Create a Sample DataFrame
import pandas as pd
df = pd.DataFrame({
'Name': ['Alice', 'Bob', 'Charlie'],
'Age': [25, 30, 35],
'City': ['Delhi', 'Mumbai', 'Pune']
})
print("Original DataFrame:")
print(df)
Original DataFrame:
Name Age City
0 Alice 25 Delhi
1 Bob 30 Mumbai
2 Charlie 35 Pune
Method 1: Using pd.concat()
Create the new row as a DataFrame and concatenate it at the top ?
import pandas as pd
df = pd.DataFrame({
'Name': ['Alice', 'Bob', 'Charlie'],
'Age': [25, 30, 35],
'City': ['Delhi', 'Mumbai', 'Pune']
})
# New row as a DataFrame
new_row = pd.DataFrame({'Name': ['Dave'], 'Age': [28], 'City': ['Hyderabad']})

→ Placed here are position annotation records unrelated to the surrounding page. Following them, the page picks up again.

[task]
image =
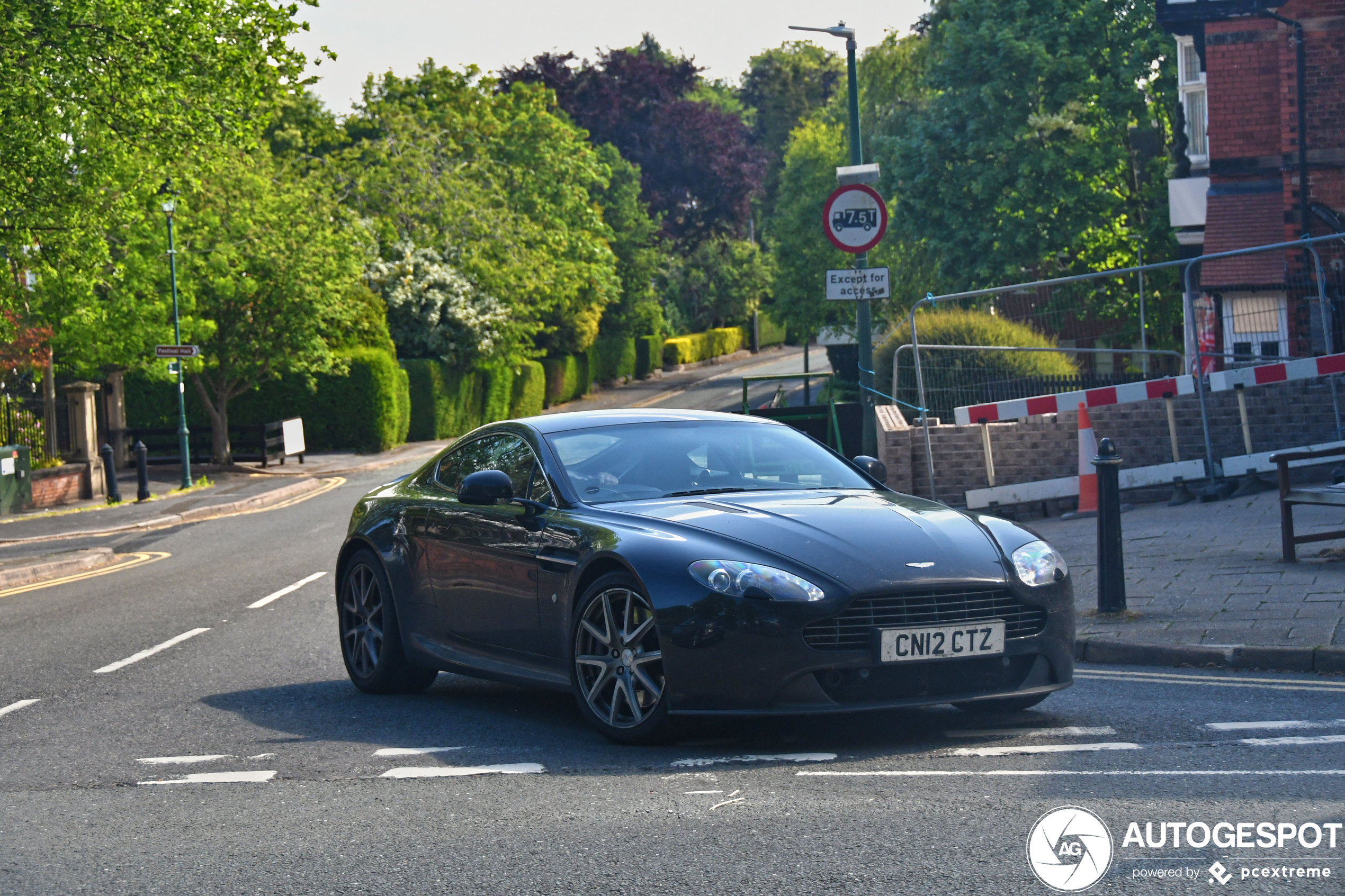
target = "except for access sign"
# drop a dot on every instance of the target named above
(855, 218)
(872, 283)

# Concat at top and reset index
df = pd.concat([new_row, df], ignore_index=True)
print(df)
Name Age City
0 Dave 28 Hyderabad
1 Alice 25 Delhi
2 Bob 30 Mumbai
3 Charlie 35 Pune
Method 2: Using loc[] with Index Shift
Assign a new index position and sort to place the row at the top ?
import pandas as pd
df = pd.DataFrame({
'Name': ['Alice', 'Bob', 'Charlie'],
'Age': [25, 30, 35],
'City': ['Delhi', 'Mumbai', 'Pune']
})
# Shift existing index by 1
df.index = df.index + 1
# Insert at index 0
df.loc[0] = ['Dave', 28, 'Hyderabad']
# Sort by index to bring row 0 to top
df = df.sort_index()
print(df)
Name Age City
0 Dave 28 Hyderabad
1 Alice 25 Delhi
2 Bob 30 Mumbai
3 Charlie 35 Pune
Method 3: Using _append() with Dictionary
Prepend by reversing concat order with a dictionary converted to DataFrame ?
import pandas as pd
df = pd.DataFrame({
'Name': ['Alice', 'Bob', 'Charlie'],
'Age': [25, 30, 35],
'City': ['Delhi', 'Mumbai', 'Pune']
})
# Create row from dictionary
new_row = pd.DataFrame([{'Name': 'Dave', 'Age': 28, 'City': 'Hyderabad'}])
df = pd.concat([new_row, df]).reset_index(drop=True)
print(df)
Name Age City
0 Dave 28 Hyderabad
1 Alice 25 Delhi
2 Bob 30 Mumbai
3 Charlie 35 Pune
Comparison
| Method | Modifies Original? | Resets Index? | Best For |
|---|---|---|---|
pd.concat() |
No (returns new df) | With ignore_index=True
|
Most common, clean approach |
loc[] + sort_index |
Yes | Manual sort needed | When index manipulation is acceptable |
Dict + concat
|
No | With reset_index(drop=True)
|
Quick insertion from dictionary |
Conclusion
Use pd.concat([new_row, df], ignore_index=True) as the most straightforward method to add a row at the top of a DataFrame. The index shift method works for in-place modification. Always use ignore_index=True or reset_index(drop=True) to maintain clean sequential indexing.